It looks pretty, but this is yet another app in the long list of "Skype killers" or "Voice/video/text" messaging. It seems like it's the default goto for anyone that can't think of something more interesting these days.
>"What we need is another messaging app" said nobody, ever.
The usual negative HN top post.
I have to disagree. We've moved from irc, to ICQ, to Microsoft Messenger, to ..., to Skype, to (what's hot now), so somehow all those people really DID want another messaging app and even adopted one.

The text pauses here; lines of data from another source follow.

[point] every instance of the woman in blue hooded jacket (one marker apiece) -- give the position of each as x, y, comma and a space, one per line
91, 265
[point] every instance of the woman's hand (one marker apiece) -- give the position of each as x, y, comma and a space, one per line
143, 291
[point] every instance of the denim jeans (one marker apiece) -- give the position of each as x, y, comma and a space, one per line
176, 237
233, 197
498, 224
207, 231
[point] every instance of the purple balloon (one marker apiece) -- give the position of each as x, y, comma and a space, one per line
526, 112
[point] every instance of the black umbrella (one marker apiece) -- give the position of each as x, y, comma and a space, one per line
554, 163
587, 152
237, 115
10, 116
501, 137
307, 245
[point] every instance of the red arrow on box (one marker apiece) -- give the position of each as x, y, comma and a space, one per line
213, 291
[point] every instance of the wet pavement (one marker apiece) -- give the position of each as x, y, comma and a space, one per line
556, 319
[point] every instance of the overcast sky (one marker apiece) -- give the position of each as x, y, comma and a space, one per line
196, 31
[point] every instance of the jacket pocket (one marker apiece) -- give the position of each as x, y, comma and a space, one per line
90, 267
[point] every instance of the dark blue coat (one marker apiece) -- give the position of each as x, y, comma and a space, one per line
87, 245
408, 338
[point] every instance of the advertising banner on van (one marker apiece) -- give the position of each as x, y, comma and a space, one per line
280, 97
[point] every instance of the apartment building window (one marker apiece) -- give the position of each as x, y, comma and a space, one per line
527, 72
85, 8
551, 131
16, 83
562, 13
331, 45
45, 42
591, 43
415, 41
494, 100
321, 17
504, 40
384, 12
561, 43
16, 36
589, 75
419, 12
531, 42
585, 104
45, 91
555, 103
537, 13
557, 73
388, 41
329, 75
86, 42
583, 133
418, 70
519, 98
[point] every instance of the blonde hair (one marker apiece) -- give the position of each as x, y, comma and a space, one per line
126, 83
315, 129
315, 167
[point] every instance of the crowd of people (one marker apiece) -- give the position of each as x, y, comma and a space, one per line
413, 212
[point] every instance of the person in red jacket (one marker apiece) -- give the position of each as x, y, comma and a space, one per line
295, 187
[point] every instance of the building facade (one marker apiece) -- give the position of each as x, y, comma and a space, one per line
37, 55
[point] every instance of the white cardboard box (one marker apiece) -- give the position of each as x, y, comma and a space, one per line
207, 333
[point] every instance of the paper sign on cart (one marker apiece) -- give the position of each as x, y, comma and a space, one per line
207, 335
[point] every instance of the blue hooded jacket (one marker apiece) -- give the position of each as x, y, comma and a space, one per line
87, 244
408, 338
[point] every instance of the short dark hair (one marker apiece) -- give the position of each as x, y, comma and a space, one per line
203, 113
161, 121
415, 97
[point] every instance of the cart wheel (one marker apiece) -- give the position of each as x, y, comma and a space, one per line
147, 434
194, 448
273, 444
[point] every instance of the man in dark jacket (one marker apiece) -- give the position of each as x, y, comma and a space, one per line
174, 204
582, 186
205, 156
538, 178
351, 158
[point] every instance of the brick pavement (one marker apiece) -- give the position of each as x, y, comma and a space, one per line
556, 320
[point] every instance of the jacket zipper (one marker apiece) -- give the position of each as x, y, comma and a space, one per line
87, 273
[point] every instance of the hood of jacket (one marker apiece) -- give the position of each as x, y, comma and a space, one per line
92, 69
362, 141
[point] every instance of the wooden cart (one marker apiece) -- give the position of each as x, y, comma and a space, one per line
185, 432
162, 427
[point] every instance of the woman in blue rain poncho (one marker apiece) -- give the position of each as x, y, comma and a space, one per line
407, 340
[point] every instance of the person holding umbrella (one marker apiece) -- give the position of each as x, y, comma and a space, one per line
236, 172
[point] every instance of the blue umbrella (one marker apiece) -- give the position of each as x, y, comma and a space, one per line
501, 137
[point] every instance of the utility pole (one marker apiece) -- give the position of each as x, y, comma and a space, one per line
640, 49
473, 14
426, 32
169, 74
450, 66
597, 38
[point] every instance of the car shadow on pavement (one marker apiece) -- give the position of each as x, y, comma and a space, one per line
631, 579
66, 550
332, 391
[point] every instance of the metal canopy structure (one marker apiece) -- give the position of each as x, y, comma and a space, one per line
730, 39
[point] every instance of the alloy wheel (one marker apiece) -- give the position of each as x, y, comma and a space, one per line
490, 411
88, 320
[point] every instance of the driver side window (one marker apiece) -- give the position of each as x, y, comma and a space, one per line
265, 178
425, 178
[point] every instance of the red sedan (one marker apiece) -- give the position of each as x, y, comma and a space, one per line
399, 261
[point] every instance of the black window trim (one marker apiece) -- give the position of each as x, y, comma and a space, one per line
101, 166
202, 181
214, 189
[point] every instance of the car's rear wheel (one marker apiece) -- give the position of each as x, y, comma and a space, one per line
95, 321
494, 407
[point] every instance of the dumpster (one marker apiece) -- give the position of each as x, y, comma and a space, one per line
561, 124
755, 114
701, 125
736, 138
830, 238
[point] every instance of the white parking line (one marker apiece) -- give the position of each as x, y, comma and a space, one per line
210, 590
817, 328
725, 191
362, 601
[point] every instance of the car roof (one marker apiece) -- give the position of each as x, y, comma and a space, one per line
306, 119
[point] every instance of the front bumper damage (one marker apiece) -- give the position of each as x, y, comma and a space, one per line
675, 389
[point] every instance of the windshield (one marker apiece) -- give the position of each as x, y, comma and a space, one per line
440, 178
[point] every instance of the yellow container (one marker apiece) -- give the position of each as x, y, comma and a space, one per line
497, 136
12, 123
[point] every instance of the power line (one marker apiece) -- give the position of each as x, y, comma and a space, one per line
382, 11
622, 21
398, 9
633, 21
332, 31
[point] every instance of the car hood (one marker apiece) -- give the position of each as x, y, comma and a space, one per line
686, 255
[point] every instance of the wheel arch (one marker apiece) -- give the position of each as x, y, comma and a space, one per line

>It looks pretty, but this is yet another app in the long list of "Skype killers" or "Voice/video/text" messaging.
Most of the Skype killers are either crap or crippled in other ways (e.g. Facetime being Apple only).
And we're ways before coming up with the "be all end all" messaging app, so there's plenty of room for innovation in the area.
In general this comment reminds me of the "640K should be enough for everybody" quote...
I've been in Brazil for the past five weeks. EVERYONE uses whatsapp, because SMS is expensive. And this all happened in the past couple of years or so, because that's when smartphones became widespread.
I have never been asked my phone number. I've only been asked my "whatsapp". Make a good enough messaging app, and you can win an entire country. Or the world.
I'm from Brazil. You see small local businesses, with hand painted signs, where the phone number is followed by the whatsapp logo. Not even the name "whatsapp", just the logo.
It's scary how they took over communications over here.
Yes. You are totally right. And the funny thing is that for many Brazilians who can't speak english WhatsApp became "ZapZap" (much easier for Portuguese speakers to say) or just "Zap".
Exactly, people don't associate the number with phones. And in my case, my "whatsapp" is a Canadian phone number. I don't even know the number on my Brazilian phone.
Not necessarily. My phone number when I go back home (if anyone wants to call me) is a different number from my whatsapp number (which is my UK number, where I live). When people want my Whatsapp number, I generally give them my UK number, but I don't expect an SMS or a phone call from them because I don't even use that SIM card back home. I have another local SIM card that I use, and I also give that out as my "phone number" in case, you know, somebody wants to call.
Apparently they partnered with the TextSecure people https://whispersystems.org/blog/whatsapp/ to provide end-to-end encryption(Android non-group chat only for now). Apart from the fact that the client is still closed source and untrustable, they now seem to be in a better security situation than the other popular messaging apps.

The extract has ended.